Obtain the list of the 20 actors with the largest betweenness centrality. Show a list with the betweenness, the name of the actor, the number of movies, the main genre, and the number of genres in which the actor has participated.
*10) Who is the actor with highest betweenes?*
*11) How do you explain the high betweenness of the top-20 list?*
```{r}
top20_betweenness <- head(sort(betweenness_vector,decreasing = TRUE),20)
top20_betweenness
top_20_betweenness <- data.frame('betweenness'=top20_betweenness,'name'=names(top20_betweenness),'no_movies'=(vertex_attr(g, "movies_95_04",index = names(top20_betweenness))),'main_genre'=vertex_attr(g, "main_genre",index = names(top20_betweenness)),'no_of_genres'=lengths(strsplit(vertex_attr(g, "genres",index = names(top20_betweenness)),",")))
top_20_betweenness
```





Obtain the list of the 20 actors with the largest closeness centrality. Show a list with the closeness the name of the actor, the number of movies, the main genre, and the number of genres in which the actor has participated.
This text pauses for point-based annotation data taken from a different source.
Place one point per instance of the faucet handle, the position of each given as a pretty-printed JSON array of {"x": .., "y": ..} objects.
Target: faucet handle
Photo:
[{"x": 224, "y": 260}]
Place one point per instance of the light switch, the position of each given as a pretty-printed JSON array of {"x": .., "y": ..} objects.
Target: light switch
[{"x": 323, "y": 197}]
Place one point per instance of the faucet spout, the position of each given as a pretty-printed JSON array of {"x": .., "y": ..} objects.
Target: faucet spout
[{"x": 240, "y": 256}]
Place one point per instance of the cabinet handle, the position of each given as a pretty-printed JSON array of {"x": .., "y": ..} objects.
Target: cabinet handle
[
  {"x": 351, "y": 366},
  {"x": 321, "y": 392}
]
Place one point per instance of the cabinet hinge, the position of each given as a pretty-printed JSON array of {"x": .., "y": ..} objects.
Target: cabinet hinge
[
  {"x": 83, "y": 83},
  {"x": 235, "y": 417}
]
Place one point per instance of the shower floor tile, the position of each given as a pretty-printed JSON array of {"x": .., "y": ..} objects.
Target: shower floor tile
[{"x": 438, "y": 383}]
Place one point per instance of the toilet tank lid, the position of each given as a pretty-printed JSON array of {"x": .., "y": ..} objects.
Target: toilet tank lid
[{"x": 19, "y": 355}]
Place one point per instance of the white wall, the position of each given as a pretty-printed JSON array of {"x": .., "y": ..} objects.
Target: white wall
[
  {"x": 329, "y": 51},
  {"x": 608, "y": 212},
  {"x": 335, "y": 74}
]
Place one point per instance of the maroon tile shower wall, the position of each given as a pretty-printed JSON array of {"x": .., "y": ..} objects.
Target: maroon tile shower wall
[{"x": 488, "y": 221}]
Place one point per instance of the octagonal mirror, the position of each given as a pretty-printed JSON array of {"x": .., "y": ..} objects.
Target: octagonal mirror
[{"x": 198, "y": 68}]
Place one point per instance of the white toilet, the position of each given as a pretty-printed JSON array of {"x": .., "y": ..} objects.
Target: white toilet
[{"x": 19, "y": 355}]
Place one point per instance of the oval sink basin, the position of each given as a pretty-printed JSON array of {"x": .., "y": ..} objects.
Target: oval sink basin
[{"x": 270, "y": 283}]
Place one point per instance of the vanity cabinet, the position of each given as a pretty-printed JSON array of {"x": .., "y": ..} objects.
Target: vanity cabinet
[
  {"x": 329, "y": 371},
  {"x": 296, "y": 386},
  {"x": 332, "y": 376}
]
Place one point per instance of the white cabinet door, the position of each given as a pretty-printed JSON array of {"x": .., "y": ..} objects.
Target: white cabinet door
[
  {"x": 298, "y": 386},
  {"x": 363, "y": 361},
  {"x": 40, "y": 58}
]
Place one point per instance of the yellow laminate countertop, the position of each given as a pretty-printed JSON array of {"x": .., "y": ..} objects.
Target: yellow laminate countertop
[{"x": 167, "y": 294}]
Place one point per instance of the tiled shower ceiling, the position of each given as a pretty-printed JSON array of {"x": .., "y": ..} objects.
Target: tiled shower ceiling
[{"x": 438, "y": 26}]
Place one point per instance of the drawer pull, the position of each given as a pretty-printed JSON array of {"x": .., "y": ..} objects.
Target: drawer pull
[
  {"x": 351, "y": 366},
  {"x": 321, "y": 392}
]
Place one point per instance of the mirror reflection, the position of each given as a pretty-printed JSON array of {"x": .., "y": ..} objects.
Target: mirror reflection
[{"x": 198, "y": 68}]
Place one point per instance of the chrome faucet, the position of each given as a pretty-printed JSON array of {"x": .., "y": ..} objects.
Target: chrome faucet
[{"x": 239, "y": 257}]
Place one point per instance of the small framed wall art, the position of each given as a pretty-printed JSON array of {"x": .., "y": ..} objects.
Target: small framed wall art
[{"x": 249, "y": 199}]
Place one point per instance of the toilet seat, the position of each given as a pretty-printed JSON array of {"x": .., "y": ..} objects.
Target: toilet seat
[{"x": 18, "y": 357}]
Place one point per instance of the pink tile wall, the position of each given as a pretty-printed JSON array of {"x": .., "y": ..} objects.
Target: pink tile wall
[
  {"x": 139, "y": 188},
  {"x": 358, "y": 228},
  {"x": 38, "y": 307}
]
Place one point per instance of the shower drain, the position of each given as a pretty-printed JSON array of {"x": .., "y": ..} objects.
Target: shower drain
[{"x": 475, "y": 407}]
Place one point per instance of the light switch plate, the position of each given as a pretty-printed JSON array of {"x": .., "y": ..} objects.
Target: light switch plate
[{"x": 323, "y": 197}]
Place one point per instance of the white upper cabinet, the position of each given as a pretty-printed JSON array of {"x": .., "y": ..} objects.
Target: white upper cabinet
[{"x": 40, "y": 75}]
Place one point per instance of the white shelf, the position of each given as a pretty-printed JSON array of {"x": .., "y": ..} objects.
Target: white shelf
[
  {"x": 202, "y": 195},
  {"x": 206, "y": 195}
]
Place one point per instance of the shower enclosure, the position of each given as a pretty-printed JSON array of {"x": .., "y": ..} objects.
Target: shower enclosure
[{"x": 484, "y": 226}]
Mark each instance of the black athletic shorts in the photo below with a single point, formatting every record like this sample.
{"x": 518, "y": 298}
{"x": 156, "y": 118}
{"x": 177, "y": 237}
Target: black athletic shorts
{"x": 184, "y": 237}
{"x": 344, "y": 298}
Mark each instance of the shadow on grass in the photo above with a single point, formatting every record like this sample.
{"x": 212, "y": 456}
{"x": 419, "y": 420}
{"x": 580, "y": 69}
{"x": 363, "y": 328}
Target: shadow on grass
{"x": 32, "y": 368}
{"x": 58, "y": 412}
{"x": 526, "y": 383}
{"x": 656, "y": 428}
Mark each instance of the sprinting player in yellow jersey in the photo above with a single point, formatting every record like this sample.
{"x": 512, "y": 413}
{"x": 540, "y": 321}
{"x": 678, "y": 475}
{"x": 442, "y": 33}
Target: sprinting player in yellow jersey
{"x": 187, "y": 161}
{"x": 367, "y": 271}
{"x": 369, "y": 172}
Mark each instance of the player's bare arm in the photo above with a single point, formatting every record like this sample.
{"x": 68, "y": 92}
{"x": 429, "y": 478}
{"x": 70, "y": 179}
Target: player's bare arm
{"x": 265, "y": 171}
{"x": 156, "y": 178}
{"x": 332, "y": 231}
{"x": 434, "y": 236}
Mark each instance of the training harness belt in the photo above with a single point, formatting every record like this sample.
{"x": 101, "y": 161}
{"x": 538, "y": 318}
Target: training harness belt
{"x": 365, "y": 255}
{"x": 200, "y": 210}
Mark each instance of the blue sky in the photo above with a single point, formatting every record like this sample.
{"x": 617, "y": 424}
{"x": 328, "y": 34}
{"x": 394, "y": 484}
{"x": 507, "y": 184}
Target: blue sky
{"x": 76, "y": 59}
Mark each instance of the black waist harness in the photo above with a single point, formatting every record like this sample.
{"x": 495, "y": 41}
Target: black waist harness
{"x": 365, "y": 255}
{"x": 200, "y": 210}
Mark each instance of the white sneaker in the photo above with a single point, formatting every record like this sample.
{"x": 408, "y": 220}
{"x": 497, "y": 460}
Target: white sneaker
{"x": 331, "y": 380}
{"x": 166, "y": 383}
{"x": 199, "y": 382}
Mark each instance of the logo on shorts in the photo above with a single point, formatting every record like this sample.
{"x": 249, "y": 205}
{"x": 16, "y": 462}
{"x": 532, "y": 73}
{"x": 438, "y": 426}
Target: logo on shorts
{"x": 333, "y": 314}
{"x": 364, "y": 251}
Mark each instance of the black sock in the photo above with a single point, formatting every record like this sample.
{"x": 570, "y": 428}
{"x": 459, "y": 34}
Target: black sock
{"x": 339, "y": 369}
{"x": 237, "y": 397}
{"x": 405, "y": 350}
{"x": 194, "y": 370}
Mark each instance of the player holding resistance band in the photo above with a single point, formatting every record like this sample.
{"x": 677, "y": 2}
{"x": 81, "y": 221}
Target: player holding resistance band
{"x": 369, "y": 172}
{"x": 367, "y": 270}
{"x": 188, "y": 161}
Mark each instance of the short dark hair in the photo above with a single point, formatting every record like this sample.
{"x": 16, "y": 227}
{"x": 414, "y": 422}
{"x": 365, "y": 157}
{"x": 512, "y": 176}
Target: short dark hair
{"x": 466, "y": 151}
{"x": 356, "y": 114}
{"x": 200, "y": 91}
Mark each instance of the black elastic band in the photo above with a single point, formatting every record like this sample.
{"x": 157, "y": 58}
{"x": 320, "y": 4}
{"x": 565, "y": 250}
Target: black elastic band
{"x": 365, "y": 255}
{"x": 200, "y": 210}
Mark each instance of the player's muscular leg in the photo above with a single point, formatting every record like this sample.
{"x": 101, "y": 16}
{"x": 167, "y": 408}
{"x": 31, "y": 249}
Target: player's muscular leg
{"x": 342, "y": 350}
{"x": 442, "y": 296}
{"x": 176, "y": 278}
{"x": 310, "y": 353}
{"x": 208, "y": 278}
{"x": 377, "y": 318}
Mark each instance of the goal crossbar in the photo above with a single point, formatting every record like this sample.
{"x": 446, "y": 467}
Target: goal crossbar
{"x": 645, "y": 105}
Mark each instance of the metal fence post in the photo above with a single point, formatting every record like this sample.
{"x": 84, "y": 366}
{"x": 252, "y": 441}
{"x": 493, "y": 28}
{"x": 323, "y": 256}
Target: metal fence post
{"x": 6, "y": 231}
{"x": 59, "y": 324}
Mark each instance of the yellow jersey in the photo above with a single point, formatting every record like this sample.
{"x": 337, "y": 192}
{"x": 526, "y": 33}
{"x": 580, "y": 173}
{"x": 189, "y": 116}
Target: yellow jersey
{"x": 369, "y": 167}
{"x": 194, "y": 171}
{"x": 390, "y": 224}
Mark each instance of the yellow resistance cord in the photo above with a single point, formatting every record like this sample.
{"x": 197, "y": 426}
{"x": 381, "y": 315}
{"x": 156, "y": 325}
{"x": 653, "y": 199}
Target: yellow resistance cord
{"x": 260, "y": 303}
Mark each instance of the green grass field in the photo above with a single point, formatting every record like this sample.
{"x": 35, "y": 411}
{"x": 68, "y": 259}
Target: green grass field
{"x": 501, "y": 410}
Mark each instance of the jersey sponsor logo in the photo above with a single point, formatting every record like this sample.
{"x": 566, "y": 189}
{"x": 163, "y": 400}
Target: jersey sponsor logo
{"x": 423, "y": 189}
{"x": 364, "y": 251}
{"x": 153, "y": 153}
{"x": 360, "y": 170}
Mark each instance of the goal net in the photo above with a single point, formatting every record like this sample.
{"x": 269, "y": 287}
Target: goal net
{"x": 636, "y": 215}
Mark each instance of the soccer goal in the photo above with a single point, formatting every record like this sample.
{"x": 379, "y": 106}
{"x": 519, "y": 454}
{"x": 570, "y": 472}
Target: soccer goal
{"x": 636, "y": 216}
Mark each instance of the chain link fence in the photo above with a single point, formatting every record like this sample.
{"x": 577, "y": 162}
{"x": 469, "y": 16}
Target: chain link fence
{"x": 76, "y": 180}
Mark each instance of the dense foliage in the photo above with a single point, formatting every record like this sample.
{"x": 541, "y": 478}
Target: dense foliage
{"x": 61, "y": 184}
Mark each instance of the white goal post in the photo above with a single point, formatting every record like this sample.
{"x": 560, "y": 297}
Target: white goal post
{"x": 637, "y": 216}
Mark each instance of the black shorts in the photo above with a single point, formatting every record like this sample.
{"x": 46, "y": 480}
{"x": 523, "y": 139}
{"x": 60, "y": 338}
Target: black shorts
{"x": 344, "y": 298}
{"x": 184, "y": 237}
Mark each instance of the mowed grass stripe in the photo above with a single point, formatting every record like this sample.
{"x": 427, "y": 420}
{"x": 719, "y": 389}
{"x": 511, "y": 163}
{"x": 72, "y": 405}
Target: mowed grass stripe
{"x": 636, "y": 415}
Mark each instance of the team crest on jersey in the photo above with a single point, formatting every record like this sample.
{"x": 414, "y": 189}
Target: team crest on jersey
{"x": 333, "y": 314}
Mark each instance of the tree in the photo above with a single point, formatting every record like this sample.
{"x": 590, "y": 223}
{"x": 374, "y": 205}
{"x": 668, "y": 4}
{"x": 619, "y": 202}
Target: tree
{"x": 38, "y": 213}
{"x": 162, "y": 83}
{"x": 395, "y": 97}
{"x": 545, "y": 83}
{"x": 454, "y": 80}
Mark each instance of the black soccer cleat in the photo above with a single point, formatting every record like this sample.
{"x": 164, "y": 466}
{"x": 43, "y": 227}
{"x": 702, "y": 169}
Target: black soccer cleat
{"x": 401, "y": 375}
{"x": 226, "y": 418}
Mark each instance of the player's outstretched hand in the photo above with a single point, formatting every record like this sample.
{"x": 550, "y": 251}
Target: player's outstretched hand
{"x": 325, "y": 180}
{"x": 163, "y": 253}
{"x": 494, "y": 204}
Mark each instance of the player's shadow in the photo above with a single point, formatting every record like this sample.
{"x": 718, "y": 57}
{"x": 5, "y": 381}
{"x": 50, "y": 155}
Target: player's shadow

*12) Who is the actor with highest closeness centrality?*
*13) How do you explain the high closeness of the top-20 list? *
```{r}
top20_closeness <- head(sort(closeness_vector,decreasing = TRUE),20)
top20_closeness
top_20_closeness <- data.frame('closeness'=top20_closeness,'name'=names(top20_closeness),'no_movies'=(vertex_attr(g, "movies_95_04",index = names(top20_closeness))),'main_genre'=vertex_attr(g, "main_genre",index = names(top20_closeness)),'no_of_genres'=lengths(strsplit(vertex_attr(g, "genres",index = names(top20_closeness)),",")))
top_20_closeness
```



# Network Models (Optional)
Explore the Erdös-Renyi model and compare its structural properties to those of real-world networks (actors):

* Degree distribution  P(k)
* Network Diameter and Average Path Length
* (Global and Local) Clustering Coefficient


# Comunity detection (Optional)
Use any community detection algorithm for the actors' network and discuss whether the communities found make sense according to the vertex labels.